All that was found were incomplete and jumbled remains of five juvenile individuals of about 1.5 m (5 feet) in length. It has been speculated that these juveniles may have been nest mates that stayed together after hatching. The holotype specimen is USNM 7951, a partial skull. The paratypes are USNM 7952, a snout, USNM 7953, a partial skeleton with skull and USNM 7957, a foot. The material is disarticulated but the preservation is excellent. In 1917 Gilmore published a monography on Brachyceratops in which a reconstruction of the skeleton as a whole was given.
In 1939 Gilmore referred a larger subadult specimen, USNM 14765, to Brachyceratops. All specimens are currently part of the collection of the Smithsonian Institution in Washington D.C., where a skeletal restoration is mounted.

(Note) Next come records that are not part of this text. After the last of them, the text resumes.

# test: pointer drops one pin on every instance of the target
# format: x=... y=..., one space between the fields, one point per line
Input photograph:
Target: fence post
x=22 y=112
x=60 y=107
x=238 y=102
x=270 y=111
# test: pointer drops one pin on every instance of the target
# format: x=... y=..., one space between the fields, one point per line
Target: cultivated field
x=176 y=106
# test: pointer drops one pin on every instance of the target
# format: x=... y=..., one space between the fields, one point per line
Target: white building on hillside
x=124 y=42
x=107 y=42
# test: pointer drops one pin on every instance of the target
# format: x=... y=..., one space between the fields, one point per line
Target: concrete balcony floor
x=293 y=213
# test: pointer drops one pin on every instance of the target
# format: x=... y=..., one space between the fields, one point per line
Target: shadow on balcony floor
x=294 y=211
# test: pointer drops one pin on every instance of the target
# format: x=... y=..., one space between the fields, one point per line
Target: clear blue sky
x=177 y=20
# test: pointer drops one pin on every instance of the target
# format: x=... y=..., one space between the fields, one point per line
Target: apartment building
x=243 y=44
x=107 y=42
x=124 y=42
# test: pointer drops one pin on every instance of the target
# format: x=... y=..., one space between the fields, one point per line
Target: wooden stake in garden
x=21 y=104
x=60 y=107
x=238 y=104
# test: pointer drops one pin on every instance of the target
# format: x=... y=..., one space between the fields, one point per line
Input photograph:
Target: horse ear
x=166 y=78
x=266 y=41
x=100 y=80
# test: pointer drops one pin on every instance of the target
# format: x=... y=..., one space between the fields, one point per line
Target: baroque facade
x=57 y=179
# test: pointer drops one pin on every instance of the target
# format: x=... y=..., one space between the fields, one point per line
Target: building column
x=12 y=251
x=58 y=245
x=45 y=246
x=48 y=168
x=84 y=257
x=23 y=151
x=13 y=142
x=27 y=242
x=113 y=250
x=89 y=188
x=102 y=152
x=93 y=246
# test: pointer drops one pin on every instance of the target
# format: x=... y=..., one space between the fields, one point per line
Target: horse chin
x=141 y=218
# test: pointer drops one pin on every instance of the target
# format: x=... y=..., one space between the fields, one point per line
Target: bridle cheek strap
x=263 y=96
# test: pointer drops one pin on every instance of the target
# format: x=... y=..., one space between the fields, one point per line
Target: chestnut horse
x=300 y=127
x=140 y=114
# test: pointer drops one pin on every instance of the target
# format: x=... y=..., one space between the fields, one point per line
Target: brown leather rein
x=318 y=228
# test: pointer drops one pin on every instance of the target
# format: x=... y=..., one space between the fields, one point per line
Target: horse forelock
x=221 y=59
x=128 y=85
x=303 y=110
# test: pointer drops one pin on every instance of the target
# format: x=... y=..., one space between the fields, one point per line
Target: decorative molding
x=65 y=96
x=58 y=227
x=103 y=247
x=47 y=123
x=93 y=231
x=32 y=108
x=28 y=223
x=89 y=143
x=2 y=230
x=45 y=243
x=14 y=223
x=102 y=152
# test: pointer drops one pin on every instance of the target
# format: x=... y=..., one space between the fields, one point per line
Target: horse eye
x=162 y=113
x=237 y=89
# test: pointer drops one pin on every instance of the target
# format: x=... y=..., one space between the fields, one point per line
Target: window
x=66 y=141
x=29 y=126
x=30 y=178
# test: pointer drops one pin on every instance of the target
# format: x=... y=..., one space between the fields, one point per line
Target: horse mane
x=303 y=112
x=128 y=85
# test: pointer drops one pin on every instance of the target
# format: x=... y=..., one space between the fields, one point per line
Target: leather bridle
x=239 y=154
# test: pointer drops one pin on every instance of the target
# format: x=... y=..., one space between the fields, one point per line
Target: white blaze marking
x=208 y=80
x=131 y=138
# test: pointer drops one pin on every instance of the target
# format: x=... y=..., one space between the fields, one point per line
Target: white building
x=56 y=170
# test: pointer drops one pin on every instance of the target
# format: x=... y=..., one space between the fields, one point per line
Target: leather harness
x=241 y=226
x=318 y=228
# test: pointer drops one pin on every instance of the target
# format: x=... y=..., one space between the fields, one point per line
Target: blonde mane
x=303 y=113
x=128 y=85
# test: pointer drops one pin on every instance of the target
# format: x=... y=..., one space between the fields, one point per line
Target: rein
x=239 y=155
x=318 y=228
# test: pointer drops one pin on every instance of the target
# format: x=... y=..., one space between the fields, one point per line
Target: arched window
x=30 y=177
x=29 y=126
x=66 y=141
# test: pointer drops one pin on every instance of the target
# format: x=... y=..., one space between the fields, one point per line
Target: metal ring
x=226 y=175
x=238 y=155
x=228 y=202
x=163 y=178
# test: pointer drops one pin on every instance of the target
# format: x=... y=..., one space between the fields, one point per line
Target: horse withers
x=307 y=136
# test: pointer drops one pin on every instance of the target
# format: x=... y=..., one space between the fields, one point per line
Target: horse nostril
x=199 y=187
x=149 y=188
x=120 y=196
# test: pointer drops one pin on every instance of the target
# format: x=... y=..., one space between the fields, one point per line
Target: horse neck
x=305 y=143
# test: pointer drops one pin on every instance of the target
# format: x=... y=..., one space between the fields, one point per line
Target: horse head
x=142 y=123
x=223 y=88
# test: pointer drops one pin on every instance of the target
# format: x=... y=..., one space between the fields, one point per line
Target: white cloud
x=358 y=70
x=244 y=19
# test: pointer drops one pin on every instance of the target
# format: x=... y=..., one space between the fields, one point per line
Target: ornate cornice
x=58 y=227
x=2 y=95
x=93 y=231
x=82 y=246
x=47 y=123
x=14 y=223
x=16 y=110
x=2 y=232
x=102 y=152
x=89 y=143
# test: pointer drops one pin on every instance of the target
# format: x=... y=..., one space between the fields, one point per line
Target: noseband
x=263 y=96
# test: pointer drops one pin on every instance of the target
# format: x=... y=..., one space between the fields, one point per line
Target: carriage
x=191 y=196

As Brachyceratops is known only from the remains of five juveniles — plus the subadult that Gilmore found about a mile from the original specimens —, it was long considered likely that these represented the immature forms of known centrosaurine ceratopsians, with Monoclonius often suggested as the likeliest candidate. By 2011 however, several studies had shown that the single specimen which was adult enough to be compared with related species, USNM 14765, represented the juvenile form of the later-named Rubeosaurus.
Description[]
Among the five original specimens parts of three skulls were discovered, detached from their owner's body and fragmented. Despite this, the skull showed that the animal had only small bumps over the eyes rather than full-grown horns like in the more famous ceratopsians such as Triceratops. The nasal horn was thick and low, while its neck frill was moderately large. Unfortunately the specimens were incomplete so it cannot be determined if there were parietal openings in the frill like some other ceratopsians possessed.
Classification[]
Brachyceratops belonged to the Centrosaurinae, but its exact placement has been difficult to discover because it is known only from juvenile specimens. In 1997, Scott Sampson and colleagues re-examined Brachyceratops and noted that it is almost certainly the juvenile form of an already known centrosaurine dinosaur. However, because many features that distinguish ceratopsians from each other do not appear until adulthood, exactly which centrosaurine remained unknown, and Sampson et al. classified Brachyceratops as a nomen dubium, or dubious name. In 2007, Michael J. Ryan and colleagues suggested that Brachyceratops was possibly the juvenile form of Styracosaurus ovatus, which has since been reclassified as Rubeosaurus. A 2011 study supported this idea for the most mature specimen of Brachyceratops, USNM 14765, which shows one unique newly evolved feature (apomorphy) in common with Rubeosaurus to the exclusion of other centrosaurines. However, the same study suggested that because the holotype specimen of Brachyceratops is too incomplete and juvenile to preserve any determinable apomorphies, Brachyceratops must be considered a nomen dubium, and cannot be a senior synonym of Rubeosaurus.
JPInstitute.com Description[]
Brachyceratops' classification is tenuous at best, as scientists think that the type specimen may in fact be a juvenile animal of another genus, possibly Centrosaurus.
Whatever the case may be, the fact remains that this specimen was a small, plant-eating horned dinosaur that may have been separated from its herd and killed by a predator, such as an Albertosaurus. Like others in its family, it had a long frill of bone at the back of its skull that was probably used to protect its neck from predators and to help attract the opposite sex.
The genus Brachyceratops has no other species and, since it is a juvenile, there is much speculation as to whether it should be regarded as a genus. In the past, this specimen has been variously assigned to Monoclonius and Centrosaurus. More recent study of the specimen seems to show differences between this specimen and Monoclonius, so the debate goes on.